With the 10th anniversary of the anthrax attacks in the United States coming up this October, Jeff Levi, PhD, Executive Director of the Trust for America’s Health (TFAH) marked the occasion making the following statement:
“All of us at the Trust for America’s Health want to take this anniversary to remember those we lost and their loved ones and to commemorate the public health community and other responders who worked tirelessly and heroically to respond and protect us.

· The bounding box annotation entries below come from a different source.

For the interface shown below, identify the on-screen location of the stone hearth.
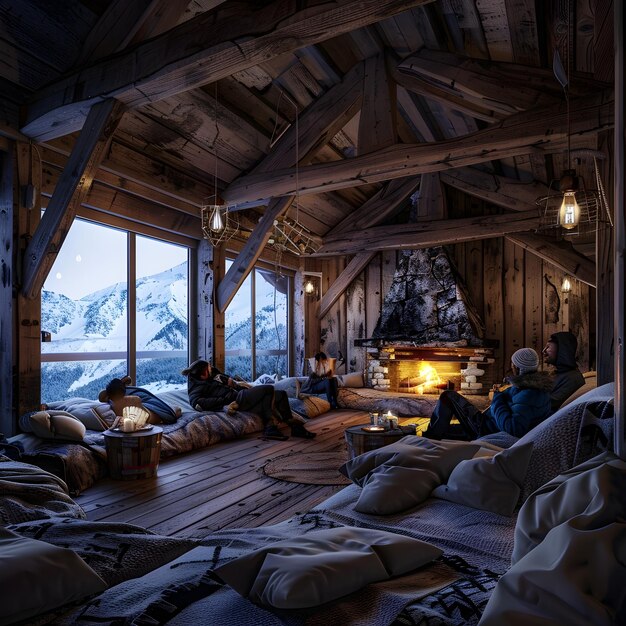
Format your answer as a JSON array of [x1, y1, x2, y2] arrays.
[[366, 344, 496, 395]]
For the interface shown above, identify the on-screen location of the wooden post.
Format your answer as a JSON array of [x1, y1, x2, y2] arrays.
[[613, 2, 626, 459], [0, 149, 15, 435], [15, 142, 46, 415]]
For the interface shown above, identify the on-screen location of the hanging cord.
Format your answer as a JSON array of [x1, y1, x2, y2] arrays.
[[593, 156, 613, 228]]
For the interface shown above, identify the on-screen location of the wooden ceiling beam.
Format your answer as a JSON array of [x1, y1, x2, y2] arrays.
[[22, 99, 125, 298], [21, 0, 431, 141], [441, 167, 548, 211], [224, 90, 613, 203], [332, 176, 420, 235], [506, 233, 596, 287], [216, 196, 293, 313], [317, 251, 376, 319], [311, 211, 539, 257], [253, 62, 364, 174]]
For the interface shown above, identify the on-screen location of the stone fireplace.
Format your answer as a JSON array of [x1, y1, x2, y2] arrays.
[[355, 247, 496, 394]]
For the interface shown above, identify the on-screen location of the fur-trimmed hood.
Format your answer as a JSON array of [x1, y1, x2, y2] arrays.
[[508, 371, 554, 393]]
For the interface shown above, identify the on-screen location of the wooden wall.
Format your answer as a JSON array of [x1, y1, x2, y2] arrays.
[[320, 190, 595, 379]]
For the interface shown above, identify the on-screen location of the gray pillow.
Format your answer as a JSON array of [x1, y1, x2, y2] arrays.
[[0, 527, 107, 624], [215, 526, 442, 609], [511, 452, 626, 563], [432, 442, 533, 516], [340, 435, 480, 515], [20, 410, 85, 441], [480, 518, 626, 626]]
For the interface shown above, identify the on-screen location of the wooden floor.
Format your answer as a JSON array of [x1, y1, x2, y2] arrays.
[[76, 410, 392, 536]]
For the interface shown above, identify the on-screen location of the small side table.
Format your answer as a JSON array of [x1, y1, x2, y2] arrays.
[[102, 425, 163, 480], [344, 424, 408, 459]]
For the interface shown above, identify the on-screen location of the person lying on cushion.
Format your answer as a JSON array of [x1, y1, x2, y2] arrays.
[[300, 352, 339, 409], [98, 376, 182, 424], [182, 359, 315, 441], [424, 348, 552, 441]]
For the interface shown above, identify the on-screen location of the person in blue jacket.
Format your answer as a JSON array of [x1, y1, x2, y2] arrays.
[[424, 348, 552, 441]]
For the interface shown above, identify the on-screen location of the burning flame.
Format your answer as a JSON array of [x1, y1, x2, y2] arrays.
[[417, 363, 441, 394]]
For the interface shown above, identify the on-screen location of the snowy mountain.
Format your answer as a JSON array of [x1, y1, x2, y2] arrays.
[[41, 263, 287, 402]]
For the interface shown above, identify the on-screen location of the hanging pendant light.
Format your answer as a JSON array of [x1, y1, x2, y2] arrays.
[[200, 81, 239, 246], [559, 170, 580, 230]]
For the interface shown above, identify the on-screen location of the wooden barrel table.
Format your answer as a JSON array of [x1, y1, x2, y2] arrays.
[[102, 426, 163, 480], [345, 424, 409, 459]]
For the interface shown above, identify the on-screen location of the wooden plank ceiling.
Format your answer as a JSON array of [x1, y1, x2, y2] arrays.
[[0, 0, 613, 288]]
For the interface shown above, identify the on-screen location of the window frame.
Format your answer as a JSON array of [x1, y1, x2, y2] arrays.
[[40, 207, 198, 381]]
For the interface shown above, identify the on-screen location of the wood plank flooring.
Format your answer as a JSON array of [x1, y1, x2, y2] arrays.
[[76, 410, 386, 536]]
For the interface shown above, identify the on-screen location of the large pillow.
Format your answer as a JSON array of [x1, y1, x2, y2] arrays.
[[511, 452, 626, 563], [480, 518, 626, 626], [432, 442, 533, 516], [215, 526, 442, 609], [340, 435, 480, 515], [20, 410, 85, 441], [513, 383, 614, 503], [0, 527, 107, 624]]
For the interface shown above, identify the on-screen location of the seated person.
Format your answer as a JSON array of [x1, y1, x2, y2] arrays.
[[541, 331, 585, 412], [98, 376, 182, 424], [300, 352, 339, 409], [424, 348, 552, 441], [182, 359, 315, 441]]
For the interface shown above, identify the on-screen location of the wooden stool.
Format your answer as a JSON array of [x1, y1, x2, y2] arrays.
[[344, 424, 409, 459], [102, 426, 163, 480]]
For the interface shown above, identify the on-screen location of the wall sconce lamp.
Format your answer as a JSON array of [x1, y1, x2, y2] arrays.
[[302, 272, 322, 297], [561, 276, 572, 294]]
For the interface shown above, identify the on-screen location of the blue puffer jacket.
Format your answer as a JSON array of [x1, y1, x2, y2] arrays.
[[481, 372, 552, 437]]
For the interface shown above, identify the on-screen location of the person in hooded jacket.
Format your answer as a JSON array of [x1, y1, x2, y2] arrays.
[[424, 348, 552, 441], [541, 331, 585, 412], [182, 359, 315, 441]]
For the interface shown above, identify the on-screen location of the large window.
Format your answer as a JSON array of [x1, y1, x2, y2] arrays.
[[41, 219, 189, 402], [225, 261, 292, 380]]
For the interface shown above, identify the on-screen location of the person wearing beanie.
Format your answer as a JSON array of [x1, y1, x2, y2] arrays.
[[424, 348, 552, 441], [181, 359, 315, 441], [542, 331, 585, 411]]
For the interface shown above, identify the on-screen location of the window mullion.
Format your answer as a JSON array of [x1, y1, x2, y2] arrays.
[[126, 232, 139, 384]]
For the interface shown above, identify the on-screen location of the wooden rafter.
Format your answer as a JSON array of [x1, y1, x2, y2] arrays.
[[317, 252, 376, 319], [506, 233, 596, 287], [217, 196, 293, 313], [22, 99, 124, 298], [313, 211, 539, 256], [22, 0, 430, 140], [224, 91, 613, 203]]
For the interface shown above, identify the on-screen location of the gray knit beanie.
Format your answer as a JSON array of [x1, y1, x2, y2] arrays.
[[511, 348, 539, 374]]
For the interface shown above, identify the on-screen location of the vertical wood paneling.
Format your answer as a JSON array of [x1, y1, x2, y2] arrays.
[[502, 241, 525, 370], [524, 253, 544, 354], [365, 254, 384, 337], [16, 142, 41, 415], [0, 149, 15, 435], [346, 272, 365, 372]]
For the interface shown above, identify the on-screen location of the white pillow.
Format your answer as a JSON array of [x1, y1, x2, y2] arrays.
[[432, 442, 533, 516], [0, 527, 107, 624], [215, 526, 442, 609]]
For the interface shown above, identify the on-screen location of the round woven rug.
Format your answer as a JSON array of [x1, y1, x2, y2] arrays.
[[263, 451, 351, 485]]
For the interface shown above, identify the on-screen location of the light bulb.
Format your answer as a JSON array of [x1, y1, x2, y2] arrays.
[[559, 191, 580, 230], [211, 206, 224, 233]]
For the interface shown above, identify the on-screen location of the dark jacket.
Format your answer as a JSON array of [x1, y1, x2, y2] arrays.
[[187, 367, 237, 411], [481, 372, 552, 437], [548, 332, 585, 411]]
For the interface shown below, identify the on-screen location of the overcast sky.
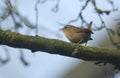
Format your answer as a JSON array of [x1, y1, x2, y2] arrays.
[[0, 0, 120, 78]]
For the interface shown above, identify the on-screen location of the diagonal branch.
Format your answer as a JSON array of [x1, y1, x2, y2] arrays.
[[0, 30, 120, 69]]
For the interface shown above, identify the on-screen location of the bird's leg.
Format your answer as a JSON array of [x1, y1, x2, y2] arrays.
[[77, 40, 82, 44], [85, 41, 88, 46]]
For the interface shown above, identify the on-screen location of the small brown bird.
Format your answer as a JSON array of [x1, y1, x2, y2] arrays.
[[61, 21, 93, 44]]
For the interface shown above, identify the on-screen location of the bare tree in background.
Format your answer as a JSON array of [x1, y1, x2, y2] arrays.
[[0, 0, 120, 78]]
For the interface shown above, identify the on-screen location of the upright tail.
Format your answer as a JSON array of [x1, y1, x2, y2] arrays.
[[87, 21, 92, 30]]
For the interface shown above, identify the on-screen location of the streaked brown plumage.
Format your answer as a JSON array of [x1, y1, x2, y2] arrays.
[[61, 22, 93, 44]]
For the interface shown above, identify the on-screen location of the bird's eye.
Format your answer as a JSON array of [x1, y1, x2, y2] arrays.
[[64, 26, 68, 29], [64, 25, 69, 29]]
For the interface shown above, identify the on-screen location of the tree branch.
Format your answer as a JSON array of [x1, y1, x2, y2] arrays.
[[0, 30, 120, 69]]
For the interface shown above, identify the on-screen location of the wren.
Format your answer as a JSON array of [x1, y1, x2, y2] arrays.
[[61, 21, 93, 44]]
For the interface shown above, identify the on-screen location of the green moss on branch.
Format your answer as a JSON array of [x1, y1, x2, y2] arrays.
[[0, 30, 120, 69]]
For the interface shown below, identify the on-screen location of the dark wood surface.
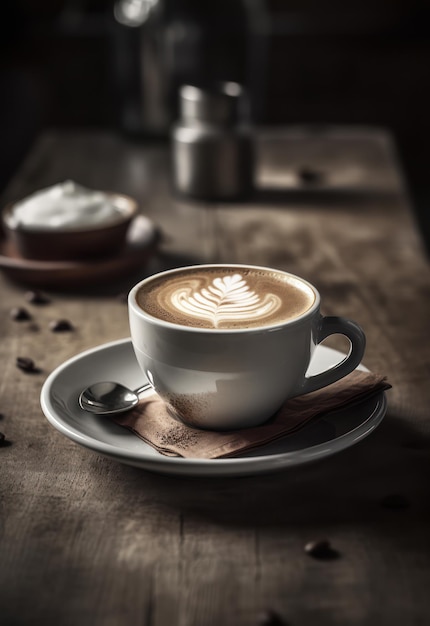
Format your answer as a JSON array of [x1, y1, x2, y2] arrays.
[[0, 128, 430, 626]]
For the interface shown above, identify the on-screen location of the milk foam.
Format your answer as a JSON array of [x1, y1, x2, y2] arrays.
[[136, 265, 315, 330], [11, 180, 121, 230], [171, 274, 281, 328]]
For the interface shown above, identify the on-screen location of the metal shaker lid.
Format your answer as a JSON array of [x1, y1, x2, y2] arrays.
[[179, 82, 243, 124]]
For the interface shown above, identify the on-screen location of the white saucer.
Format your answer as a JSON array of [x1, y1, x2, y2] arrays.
[[40, 339, 387, 476]]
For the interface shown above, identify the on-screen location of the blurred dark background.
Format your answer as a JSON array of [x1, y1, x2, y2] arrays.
[[0, 0, 430, 246]]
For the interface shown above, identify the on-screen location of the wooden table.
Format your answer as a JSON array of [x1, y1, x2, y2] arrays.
[[0, 128, 430, 626]]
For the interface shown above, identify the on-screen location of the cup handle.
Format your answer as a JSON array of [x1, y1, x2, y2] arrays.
[[301, 316, 366, 393]]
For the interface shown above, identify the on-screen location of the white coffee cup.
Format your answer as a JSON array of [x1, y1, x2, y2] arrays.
[[128, 264, 366, 430]]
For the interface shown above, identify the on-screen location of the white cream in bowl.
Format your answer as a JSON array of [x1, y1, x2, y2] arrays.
[[9, 180, 125, 231]]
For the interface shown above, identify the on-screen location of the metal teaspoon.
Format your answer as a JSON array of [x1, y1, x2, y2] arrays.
[[79, 382, 152, 415]]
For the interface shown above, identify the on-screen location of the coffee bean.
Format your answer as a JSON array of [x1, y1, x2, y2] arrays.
[[9, 307, 31, 322], [116, 291, 128, 304], [257, 609, 288, 626], [25, 291, 50, 304], [305, 539, 339, 560], [381, 493, 410, 510], [16, 356, 39, 372], [49, 320, 73, 333]]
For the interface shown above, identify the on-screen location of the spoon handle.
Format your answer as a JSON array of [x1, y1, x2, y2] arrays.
[[134, 383, 152, 396]]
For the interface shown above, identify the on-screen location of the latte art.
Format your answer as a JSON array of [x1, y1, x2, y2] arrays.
[[171, 274, 281, 328], [136, 265, 315, 330]]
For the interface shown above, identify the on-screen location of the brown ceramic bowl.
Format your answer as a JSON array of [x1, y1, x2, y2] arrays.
[[2, 192, 137, 261]]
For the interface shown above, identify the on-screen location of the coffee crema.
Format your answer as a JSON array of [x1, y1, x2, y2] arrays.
[[136, 266, 315, 329]]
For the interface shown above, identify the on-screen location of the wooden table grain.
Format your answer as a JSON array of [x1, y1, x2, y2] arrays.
[[0, 128, 430, 626]]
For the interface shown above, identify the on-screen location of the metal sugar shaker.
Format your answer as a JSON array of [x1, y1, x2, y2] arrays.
[[172, 82, 254, 201]]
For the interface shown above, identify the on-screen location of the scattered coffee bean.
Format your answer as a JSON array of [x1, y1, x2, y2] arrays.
[[257, 609, 288, 626], [25, 291, 50, 304], [305, 539, 339, 560], [297, 167, 322, 185], [381, 493, 410, 510], [16, 356, 39, 372], [49, 320, 73, 333], [116, 291, 128, 304], [9, 307, 31, 322]]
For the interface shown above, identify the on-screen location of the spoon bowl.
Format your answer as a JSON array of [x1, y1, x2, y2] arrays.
[[79, 381, 152, 415]]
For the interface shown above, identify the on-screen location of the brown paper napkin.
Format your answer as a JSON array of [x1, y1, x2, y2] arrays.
[[113, 370, 391, 459]]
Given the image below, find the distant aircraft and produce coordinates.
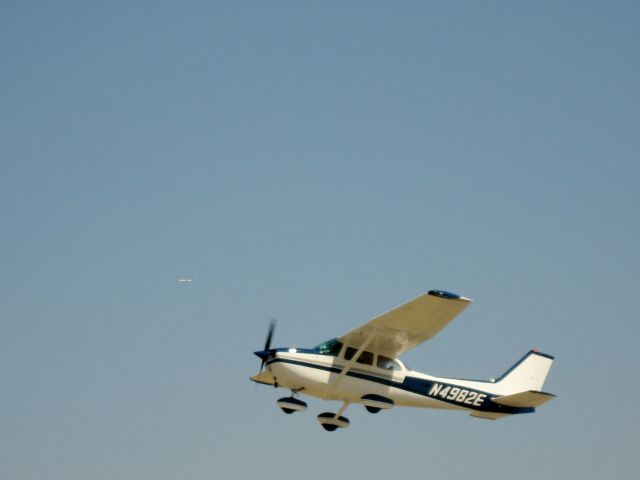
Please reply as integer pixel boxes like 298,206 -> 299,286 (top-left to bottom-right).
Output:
251,290 -> 555,431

Public health officials were at the lead of the anthrax response – diagnosing and treating victims and running more than a million tests on 125,000 potentially life-threatening samples around the country in a short period of time. These officials were often working without adequate resources or training to respond to these types of attacks and had limited knowledge of the science involved in weaponized anthrax and how widely it was dispersed through the U.S. mail system. This was truly the first time public health came to be viewed as central to emergency response and national security on a wide-scale basis.
Over the past decade, we made a lot of strategic, smart investments to improve preparedness in the United States. However, recent federal, state and local budget cuts threaten to put that progress into jeopardy. The most important way we can honor the past is to make sure we sustain enough resources to support the field of public health so they have the tools and expertise they need to do their jobs — so we can prevent what we can and respond when we have to.”
The TFAH and the Robert Wood Johnson Foundation (RWJF) released a report entitled “Remembering 9/11 and Anthrax: Public Health’s Vital Role in National Defense” on the 1st September 2011. The report contains the evaluation progress and gaps of 10 years’ public health preparedness and includes firsthand accounts from public health officials, laboratorians, clinicians and doctors who were on the frontlines after the anthrax attack. Features also include a timeline of the anthrax events and a summary of the lengthy criminal investigation to identify the perpetrator.
Over the past decade significant improvements have been achieved in the following key areas:
- raising and upgrading staff and surge capacity
- legal and liability protections
- pharmaceutical and medical equipment distribution
- preparedness planning and coordination
- public health laboratories
- surveillance communications
- the Strategic National Stockpile
- vaccine manufacturing
Ten years later, work is still underway to address some areas which still need to be improved, including recent budget cuts, a shortage of well trained public health workers, an urgent need for more vaccine and pharmaceutical research, finding better ways of supporting communities so they can cope and recover from disasters, responding more effectively for demand for mass care during emergencies, and creating an integrated nationwide approach to biosurveillance.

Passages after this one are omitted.